# An Analog Neuro-Optimizer with Adaptable Annealing Based on 64×64 0T1R Crossbar Circuit

M. R. Mahmoodi<sup>1\*</sup>, H. Kim<sup>1\*</sup>, Z. Fahimi<sup>1</sup>, H. Nili<sup>1</sup>, L. Sedov<sup>2</sup>, V. Polishchuk<sup>2</sup>, and D. B. Strukov<sup>1\*</sup>

<sup>1</sup> UC Santa Barbara, Santa Barbara, CA 93106-9560, U.S.A. 

<sup>2</sup> Linkoping Univeristy, 60174 Norrkoping, Sweden 

\*email: {mrmahmoodi, hyungjin, strukov}@ece.ucsb.edu

Abstract---We demonstrate an analog neuro-optimization hardware, suitable for solving a large number of combinatorial optimization problems, based on a crossbar circuit with 4096 passively-integrated analog-grade memristors.
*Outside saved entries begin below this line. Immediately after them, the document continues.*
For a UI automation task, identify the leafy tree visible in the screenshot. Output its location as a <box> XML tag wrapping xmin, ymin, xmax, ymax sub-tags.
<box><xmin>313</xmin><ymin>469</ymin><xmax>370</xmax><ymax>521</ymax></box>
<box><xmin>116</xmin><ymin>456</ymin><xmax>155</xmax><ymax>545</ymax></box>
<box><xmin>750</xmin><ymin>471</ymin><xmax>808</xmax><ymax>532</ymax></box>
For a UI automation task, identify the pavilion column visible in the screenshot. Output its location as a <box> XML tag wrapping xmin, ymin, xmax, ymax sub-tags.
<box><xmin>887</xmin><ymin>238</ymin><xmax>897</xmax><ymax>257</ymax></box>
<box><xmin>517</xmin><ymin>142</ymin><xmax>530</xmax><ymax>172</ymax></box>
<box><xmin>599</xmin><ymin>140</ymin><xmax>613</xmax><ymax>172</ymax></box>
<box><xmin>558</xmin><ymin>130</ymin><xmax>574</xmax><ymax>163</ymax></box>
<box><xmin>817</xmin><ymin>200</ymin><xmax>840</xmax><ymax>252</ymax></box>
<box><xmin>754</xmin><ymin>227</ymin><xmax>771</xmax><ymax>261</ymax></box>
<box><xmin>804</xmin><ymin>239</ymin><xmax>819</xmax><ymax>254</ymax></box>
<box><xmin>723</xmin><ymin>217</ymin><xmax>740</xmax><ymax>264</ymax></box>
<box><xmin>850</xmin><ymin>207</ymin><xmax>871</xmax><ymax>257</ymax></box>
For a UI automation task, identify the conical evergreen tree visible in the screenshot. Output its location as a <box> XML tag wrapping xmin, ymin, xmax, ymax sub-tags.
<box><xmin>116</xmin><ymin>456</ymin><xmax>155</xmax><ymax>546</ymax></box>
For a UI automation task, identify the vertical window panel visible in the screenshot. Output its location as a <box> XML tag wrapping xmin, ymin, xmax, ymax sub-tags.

The proposed hardware supports a variety of metaheuristic techniques for improving optimization performance, such as stochastic and chaotic simulated annealing, and novel "exponential" annealing. The hardware operation is successfully tested by experimentally solving weighted graph partitioning, maximum clique, vertex cover, and independent set problems, and observing good agreement with simulation results.

### I. Introduction

Combinatorial optimization has broad applications in various fields of science and technology [1,2] (Fig. 1a). One promising approach for solving optimization problems is by finding a solution for an equivalent Ising model, which was originally introduced as a mathematical model of ferromagnetism. Recently, Ising solvers based on CMOS [2], superconductor [4], nanomagnet [5], and photonic [1] technology have been investigated. The best optimization performance is typically obtained with the aid of metaheuristic techniques, such as stochastic simulated annealing (SSA) [7], chaotic simulated annealing (CSA) [8], which helps avoiding getting stuck in a local minimum (Fig. 1c).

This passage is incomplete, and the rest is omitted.